I couldnt sleep last night try as I might. It may have had something to do with the coffee I had at 1030 or the nap I had in the afternoon, but I think it was mostly to do with my mind. I couldnt shut it down. I couldnt slow it down. It scared me. I kept thinking stoner thoughts like 'what is real' 'what is real outside of me' 'are people real' it was frightening. I had gotten stoend earlier too. and then I would think about my grandma who died, and what is death, how does someone just go away? I dont understand. It sucked so bad. I wanted to cry. And I wanted to be held. the end.
Aw. It's scary, but you know what? Our feelings have to run their course unhindered. Was your grandma's death what precipitated it you think?
no, i dont know. it was just me questioning reality. but it wouldnt leave me alone. and it still kinda wont. its scaring me. i just need to go out and do something.
It sounds like it might have been a panic attack, and you might not be confronting all the feelings you need to from your grandmother. I hope your feeling better today Caitlin. Take it easy on yourself. Love ya.
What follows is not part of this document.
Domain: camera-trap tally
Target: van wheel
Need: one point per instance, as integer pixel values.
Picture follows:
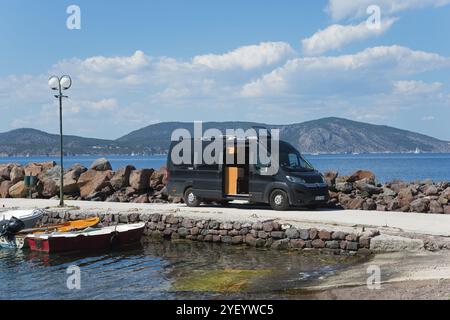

I can't sleep either. Mostly because of my increasingly undersized bladder. And I can't take sleeping pills because i'm afraid I won't hear if the kids wake up.
I hate to say this, but this forum sometimes fucks with my sense of reality. Work and relationships. That's reality. Everything else...is not.
Ha..."It might have had something to do with the nap plus the coffee at night plus the fact that I was baked..." Gee, y'think? I get insomnia ALL THE TIME. I don't sleep much. But usually I get up and watch TV (or hang out here, although usually no one's around so it's just lonely and lame). But sometimes nothing works, and I've totally had nights like that, where my brain just starts FUCKING with me. Sometimes it's that kind of existential stuff...sometimes it's the old "No one really likes you" thing. Last week around 3 am my brain started coming up with new torture traps like in the Saw movies and WOULD NOT STOP. It was actually pretty scary and terrible. I was miserable.
i'm sorry about your battle with insomnia. it definitely sucks. i've been having those types of nights since i've gotten back from spring break
Maybe if you didn't freak out each time a guy hit on you, you could solve that problem. Or try this novel approach: Sleep with a friend.
It's hilarious how little much you were knowing about that whom you were. About. Whereas. Ipso facto.
I had some trouble too. Slept from 6-10pm, started drinking then wasnt asleep again until 3-4. Just woke up like an hour ago.